I am working on a program that is supposed to qualify a value as "in range" and I have come up with the expression:
$$\lvert a-b\rvert \leq c$$
to determine the value. Plugging in test numbers shows that it should work.
First, I want to ask if someone can solve this expression for $b$, so I can check my formulas.
Second, if we assume I have all the values, where "$a$" is the user location, "$b$" is the event location and "$c$" is the user specified range (either $50$, $100$ or $200$ miles), would a value satisfy both expressions or just one?
I thought at first with some test data, both were coming up true, but logically I am starting to think that each evaluation would not be able to satisfy both. My brain is exhausted.
Let me provide some test data:
This will be latitude data.
User = A
Event = B
Range = C
This should be true because these locations are in fact in range.
User in Philadelphia PA Latitude = A = 39.952584
Event in King of Prussia, PA = B = 40.101286
Range = $50$ miles (I am dividing the miles by $69$, these ranges do not have to exact, I am just trying to get a ballpark range validation)
This should be false since these locations are NOT in range.
User in Sydney, AUS = A = -33.867487
Event in King of Prussia, PA = B = 40.101286
Range = $50$ miles (I am dividing the miles by $69$ to get degrees, these ranges do not have to exact, I am just trying to get a ballpark range validation)

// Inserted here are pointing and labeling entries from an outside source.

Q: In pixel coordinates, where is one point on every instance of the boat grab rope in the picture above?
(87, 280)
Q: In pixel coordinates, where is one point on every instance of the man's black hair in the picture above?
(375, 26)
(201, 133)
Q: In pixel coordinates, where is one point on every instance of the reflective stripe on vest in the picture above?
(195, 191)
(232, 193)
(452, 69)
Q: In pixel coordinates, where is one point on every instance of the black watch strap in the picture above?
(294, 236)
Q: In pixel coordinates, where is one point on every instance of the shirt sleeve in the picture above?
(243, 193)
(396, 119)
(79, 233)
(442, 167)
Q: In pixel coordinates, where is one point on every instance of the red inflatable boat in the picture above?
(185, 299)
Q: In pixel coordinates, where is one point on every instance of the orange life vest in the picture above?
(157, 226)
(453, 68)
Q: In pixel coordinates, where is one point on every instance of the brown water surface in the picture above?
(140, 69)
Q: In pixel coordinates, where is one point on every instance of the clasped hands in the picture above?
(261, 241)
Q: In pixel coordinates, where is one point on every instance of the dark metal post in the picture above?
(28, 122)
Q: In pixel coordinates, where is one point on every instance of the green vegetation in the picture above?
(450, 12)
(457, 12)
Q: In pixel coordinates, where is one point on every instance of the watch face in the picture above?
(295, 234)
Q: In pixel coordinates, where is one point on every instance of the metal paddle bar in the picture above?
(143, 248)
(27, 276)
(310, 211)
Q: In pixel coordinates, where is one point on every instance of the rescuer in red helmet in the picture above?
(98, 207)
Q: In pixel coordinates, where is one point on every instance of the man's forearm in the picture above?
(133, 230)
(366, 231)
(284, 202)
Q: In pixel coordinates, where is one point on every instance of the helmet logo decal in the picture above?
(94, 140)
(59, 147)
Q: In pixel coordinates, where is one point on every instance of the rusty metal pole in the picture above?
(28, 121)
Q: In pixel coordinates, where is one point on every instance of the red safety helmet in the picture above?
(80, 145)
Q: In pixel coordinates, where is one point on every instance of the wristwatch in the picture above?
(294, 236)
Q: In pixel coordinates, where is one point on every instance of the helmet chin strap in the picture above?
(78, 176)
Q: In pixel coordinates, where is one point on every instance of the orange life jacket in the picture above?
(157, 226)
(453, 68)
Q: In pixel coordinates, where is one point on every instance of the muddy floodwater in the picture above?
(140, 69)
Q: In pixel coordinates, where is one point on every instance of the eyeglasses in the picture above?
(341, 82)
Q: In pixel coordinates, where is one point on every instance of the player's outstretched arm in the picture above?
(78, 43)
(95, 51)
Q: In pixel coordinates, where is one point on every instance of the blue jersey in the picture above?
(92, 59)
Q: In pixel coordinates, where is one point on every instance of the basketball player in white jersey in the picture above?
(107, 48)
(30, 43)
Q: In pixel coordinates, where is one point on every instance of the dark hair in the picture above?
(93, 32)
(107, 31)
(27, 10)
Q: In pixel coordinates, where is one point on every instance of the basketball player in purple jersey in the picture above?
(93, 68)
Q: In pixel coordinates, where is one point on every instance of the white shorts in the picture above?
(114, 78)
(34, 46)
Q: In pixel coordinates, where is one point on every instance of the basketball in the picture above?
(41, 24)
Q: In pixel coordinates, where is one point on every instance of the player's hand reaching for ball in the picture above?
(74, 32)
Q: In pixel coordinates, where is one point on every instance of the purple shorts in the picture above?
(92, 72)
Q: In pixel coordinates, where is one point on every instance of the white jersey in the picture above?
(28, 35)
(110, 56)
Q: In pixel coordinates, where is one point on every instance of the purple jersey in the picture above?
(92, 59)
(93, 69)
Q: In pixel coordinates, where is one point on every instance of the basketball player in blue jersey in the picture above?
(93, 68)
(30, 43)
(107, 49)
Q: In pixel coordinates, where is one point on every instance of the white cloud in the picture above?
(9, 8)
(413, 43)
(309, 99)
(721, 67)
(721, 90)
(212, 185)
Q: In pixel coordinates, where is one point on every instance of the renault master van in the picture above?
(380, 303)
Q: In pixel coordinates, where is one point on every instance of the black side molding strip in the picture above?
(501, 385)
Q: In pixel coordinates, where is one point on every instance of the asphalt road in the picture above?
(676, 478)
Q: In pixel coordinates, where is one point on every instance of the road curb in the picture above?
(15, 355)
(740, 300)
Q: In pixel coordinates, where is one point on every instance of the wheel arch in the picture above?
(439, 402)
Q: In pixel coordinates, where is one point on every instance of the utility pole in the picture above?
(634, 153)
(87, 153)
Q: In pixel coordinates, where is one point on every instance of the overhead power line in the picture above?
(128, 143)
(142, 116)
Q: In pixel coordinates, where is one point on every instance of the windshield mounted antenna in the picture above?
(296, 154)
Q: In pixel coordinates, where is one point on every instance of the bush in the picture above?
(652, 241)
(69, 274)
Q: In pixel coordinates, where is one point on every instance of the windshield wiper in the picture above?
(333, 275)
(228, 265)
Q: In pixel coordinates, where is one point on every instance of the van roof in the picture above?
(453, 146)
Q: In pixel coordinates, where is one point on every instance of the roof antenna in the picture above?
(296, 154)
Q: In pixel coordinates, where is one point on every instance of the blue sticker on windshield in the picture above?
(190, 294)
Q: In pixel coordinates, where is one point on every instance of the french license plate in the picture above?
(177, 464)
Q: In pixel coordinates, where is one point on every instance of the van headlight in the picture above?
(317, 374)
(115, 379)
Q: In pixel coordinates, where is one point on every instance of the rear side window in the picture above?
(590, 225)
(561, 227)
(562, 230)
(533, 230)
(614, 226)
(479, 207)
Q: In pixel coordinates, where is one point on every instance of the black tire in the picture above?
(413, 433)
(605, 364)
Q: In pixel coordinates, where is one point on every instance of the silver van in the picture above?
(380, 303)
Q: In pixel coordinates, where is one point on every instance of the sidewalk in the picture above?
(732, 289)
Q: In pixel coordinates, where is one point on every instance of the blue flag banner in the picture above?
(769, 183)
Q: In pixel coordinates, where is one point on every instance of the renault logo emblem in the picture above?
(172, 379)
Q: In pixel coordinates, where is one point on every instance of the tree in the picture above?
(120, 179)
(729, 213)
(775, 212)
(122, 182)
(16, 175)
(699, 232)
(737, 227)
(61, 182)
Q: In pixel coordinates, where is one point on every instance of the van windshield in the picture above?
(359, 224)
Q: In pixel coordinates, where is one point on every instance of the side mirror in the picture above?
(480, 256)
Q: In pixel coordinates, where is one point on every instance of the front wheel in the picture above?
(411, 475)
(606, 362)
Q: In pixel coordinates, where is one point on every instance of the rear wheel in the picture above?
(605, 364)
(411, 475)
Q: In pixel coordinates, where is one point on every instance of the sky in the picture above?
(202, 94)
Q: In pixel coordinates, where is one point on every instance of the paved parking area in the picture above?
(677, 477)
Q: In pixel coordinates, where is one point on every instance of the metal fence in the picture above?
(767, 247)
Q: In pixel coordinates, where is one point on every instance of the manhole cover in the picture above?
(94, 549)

If someone could at least verify my two inequalities solved for B, that would be a great start. I have used different approached based on my research on the web and it's uncanny, I am getting different results depending on the approach I use to remove the absolute values.
I have: $$-c \leq a-b \leq c$$ \begin{align*} -c & \leq a-b & a - b & \leq c\\ -c+b & \leq a & -b & \leq c - a\\ b & \leq a+c & b & \geq a -c \end{align*}
Do these look good?
So the second question would be, if I have all the values and can test $b$ to be either $\leq$ or $\geq$ the expressions above, would a number in range satisfy both expressions?
Thank you for your time on this...I have had some results come in good where bother are satisfied, but some items in range are not coming back true, making me think this may be a OR situation.
Sincerely,
Jamie